I have a simple kernel to add a large array of floating point numbers similar to the scan sample program. On the GT 120, it can add 1,000,000 floating point numbers in 2.84ms, on the GTX 285 is only took 2.40ms. That’s only about a 15% increase in performance. Going from 32 cores to 240, I was expecting a bigger boost. :-(
The program uses a single 512 thread block. Would more than one block improve performance?
Another observation, on the GT 120, the performance is much better (twice as fast) if the display is attached to the GT 120, but with the GTX it doesn’t seem to matter. I also notice that with both the GT 120 and the GTX 285 in the machine, the GT 120 never gets me more than 1.5GB memory copies to pinned memory. With just the GT 120 and the display attached I can get over 5.5GB.
Chris - see the posts on throttling back. This card has multiple speed states and Cuda does not automatically kick it into high speed mode. Nvidia said yesterday thy are working on fix. Meantime try running ./nbody just before your other code as that takes the card to full 1.48 GHz and full memory speed. In default state card is at 0.6GHz and memory speed is way down. Also look at deviceQuery before and after running nbody. We are having early adopter pain and I think it will get sorted.
deviceQuery reports 1.48 GHz, so that’s not the issue.
As I mentioned, I was using just a single block or size 512.
Using 2 or 4 blocks on the GT 120 gets the best performance and 10 blocks on the GTX 285. With 4 CPU on the GT 120, the 2 or 4 makes sense, but 10 surprises me on the GTX 285. It is about 25% faster than 15 blocks. Using multiple blocks, the GTX 285 is performing about twice as fast as the GT 120.
Do you not have enough work to use all of those blocks or something? With 10 blocks you’re using a third of the card, so the only thing I can think of is just additional overhead to spawning blocks that aren’t contributing meaningful work.
(and you almost certainly don’t have enough work to hide memory latency)
I’m adding 1,000,000 floating point numbers. I think I tried 100,000,000 as well and got the same results, but I’ll verify tonight. So each block is adding 100,000 floating point numbers.
Ends up 20 is the optimal number of blocks. With 20 blocks, the 100,000,000 floats can be added in 2.73ms on the GTX 285.
Interestingly enough 20 appears to be the optimal number of blocks for the GT 120 as well. With 20 blocks, the 100,000,000 floats can be added in 18ms.

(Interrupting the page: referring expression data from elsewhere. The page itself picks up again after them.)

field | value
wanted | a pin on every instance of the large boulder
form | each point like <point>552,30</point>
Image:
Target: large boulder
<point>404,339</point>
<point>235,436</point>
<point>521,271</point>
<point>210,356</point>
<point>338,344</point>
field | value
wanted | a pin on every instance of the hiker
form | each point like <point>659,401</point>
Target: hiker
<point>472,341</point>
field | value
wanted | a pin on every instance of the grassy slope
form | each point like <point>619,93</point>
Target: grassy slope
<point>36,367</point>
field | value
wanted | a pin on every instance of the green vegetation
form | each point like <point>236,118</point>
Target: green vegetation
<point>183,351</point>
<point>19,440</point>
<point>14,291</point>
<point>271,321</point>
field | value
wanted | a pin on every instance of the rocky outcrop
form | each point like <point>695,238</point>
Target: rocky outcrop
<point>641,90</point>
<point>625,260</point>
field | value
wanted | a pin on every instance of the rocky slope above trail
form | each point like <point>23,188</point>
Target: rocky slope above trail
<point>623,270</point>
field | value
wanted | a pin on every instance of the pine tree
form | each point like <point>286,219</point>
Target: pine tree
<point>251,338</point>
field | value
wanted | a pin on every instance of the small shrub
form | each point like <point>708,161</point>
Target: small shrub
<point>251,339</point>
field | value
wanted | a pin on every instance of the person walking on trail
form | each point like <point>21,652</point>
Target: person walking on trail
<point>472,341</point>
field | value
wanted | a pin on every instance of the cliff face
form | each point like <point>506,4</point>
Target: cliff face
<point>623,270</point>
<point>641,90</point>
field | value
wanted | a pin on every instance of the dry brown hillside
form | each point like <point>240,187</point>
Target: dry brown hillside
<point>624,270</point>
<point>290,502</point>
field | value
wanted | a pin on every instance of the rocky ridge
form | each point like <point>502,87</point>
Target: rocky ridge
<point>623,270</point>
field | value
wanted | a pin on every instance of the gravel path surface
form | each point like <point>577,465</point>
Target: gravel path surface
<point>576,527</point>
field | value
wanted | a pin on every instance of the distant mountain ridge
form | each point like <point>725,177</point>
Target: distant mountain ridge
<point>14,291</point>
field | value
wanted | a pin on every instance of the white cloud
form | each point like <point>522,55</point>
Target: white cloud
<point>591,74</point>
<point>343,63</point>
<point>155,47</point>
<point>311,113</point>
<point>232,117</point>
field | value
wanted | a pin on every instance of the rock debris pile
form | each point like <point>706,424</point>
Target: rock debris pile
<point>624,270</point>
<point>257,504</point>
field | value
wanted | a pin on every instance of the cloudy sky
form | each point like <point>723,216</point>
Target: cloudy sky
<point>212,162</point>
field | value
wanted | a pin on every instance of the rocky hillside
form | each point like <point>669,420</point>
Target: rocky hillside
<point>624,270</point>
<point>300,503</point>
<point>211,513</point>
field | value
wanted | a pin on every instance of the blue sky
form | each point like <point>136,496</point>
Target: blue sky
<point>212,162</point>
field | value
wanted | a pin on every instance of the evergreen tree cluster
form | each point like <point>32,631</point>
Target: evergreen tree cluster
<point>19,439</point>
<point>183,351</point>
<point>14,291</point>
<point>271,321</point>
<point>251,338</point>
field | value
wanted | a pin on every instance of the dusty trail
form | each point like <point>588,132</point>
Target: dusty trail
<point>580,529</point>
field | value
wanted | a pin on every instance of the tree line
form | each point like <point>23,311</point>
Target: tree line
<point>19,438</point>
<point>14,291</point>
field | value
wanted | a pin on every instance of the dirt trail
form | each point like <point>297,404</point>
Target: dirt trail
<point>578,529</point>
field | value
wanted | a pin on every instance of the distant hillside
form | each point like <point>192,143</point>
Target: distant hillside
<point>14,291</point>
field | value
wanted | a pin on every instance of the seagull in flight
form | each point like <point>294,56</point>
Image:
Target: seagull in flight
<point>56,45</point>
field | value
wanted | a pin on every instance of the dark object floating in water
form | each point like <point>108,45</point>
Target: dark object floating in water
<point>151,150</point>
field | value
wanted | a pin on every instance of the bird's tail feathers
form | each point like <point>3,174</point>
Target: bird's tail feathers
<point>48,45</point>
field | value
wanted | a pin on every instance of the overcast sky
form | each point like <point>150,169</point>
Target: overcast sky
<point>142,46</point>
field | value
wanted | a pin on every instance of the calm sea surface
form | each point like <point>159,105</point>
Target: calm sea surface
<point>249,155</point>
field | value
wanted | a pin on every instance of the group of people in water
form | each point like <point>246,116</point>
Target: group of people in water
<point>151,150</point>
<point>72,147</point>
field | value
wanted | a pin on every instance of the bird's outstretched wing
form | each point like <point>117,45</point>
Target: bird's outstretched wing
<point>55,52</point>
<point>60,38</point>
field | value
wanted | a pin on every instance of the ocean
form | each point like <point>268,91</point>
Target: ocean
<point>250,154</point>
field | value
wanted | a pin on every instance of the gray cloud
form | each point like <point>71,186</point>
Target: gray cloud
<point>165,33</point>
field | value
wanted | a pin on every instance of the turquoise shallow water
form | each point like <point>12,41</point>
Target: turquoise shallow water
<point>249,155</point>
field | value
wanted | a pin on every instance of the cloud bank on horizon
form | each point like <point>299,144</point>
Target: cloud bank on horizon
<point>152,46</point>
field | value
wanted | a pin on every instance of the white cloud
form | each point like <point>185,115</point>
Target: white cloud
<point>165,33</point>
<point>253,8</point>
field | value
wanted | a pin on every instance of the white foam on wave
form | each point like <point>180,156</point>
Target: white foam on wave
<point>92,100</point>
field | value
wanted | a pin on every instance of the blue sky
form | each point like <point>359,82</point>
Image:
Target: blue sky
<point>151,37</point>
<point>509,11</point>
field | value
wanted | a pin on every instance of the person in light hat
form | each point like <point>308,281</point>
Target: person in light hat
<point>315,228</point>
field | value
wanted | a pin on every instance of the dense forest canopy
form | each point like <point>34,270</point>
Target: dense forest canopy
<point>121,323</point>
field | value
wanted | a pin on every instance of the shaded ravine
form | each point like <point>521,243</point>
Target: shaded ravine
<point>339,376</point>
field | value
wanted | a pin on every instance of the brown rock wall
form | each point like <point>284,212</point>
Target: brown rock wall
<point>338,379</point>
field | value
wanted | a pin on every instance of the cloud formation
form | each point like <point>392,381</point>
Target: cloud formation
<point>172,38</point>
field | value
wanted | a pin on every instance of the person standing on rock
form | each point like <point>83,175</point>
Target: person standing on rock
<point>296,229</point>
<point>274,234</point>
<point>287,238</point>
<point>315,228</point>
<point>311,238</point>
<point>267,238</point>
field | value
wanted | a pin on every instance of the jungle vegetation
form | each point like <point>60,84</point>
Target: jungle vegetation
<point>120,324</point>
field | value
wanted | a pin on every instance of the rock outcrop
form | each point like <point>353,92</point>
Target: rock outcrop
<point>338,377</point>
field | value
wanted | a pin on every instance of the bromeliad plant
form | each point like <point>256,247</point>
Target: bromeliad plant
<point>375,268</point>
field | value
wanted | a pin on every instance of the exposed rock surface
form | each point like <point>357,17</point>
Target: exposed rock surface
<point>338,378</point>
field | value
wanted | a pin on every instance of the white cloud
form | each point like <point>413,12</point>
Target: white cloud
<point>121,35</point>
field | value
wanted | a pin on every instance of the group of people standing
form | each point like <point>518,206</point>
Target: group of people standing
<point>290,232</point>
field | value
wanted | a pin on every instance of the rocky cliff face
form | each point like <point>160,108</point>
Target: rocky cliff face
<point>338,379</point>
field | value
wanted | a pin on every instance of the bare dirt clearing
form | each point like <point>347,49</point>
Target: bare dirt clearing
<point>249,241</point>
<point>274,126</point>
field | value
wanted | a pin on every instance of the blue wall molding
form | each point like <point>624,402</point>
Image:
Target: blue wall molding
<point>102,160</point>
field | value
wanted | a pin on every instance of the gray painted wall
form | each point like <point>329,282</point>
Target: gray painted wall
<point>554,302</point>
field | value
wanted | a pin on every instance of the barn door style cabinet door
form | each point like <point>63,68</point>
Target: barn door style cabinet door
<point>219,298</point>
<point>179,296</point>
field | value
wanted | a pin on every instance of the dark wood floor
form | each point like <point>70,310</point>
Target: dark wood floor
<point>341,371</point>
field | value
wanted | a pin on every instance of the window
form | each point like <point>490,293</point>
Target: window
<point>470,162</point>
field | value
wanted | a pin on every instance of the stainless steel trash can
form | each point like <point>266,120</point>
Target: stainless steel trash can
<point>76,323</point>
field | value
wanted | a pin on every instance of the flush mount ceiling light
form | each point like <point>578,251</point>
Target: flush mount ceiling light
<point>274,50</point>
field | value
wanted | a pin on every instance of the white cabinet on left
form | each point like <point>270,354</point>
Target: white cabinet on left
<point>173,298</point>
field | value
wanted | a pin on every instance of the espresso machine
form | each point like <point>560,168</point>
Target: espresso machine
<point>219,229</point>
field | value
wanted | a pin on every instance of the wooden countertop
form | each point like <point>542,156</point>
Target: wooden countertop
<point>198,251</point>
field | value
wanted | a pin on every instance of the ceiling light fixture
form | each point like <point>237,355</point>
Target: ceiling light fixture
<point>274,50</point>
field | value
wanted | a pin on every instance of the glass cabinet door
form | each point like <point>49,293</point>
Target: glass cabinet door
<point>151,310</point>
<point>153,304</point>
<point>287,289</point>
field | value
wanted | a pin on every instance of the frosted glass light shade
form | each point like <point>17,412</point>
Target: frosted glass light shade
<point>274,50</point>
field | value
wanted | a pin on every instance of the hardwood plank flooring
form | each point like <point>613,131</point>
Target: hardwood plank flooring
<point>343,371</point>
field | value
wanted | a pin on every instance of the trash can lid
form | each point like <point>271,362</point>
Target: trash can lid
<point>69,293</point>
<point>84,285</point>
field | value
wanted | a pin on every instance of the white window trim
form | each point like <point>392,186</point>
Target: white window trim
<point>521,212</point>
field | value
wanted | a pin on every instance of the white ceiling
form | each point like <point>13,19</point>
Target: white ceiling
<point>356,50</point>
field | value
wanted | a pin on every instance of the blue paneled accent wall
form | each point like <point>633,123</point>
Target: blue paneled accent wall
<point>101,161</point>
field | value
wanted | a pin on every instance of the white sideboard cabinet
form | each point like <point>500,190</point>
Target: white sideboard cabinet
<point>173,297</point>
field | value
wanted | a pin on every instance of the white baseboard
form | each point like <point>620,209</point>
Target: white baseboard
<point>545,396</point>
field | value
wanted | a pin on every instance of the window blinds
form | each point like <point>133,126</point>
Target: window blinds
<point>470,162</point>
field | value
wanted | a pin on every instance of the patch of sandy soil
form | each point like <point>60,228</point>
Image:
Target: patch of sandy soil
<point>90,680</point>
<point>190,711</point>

So it looks like I’m getting 6.5x better performance out of the GTX 285 is much better than where I started out, but with the clock being 3x faster and there being over 7x as many core, I’d still expect more of a boost.
I’m even more curious now why using 20 blocks appears to be optimal for both cards. :-)
Do I need to worry about any kind of issues have both cards in the machine?
Since I have 30 processors on the GTX 285, 30 blocks should perform faster than 20, but 30 is almost 50% slower.
Could there be something wrong with the driver that’s causing it to only use 20 of the 30 processors? Is there any way to verify what processors are being used?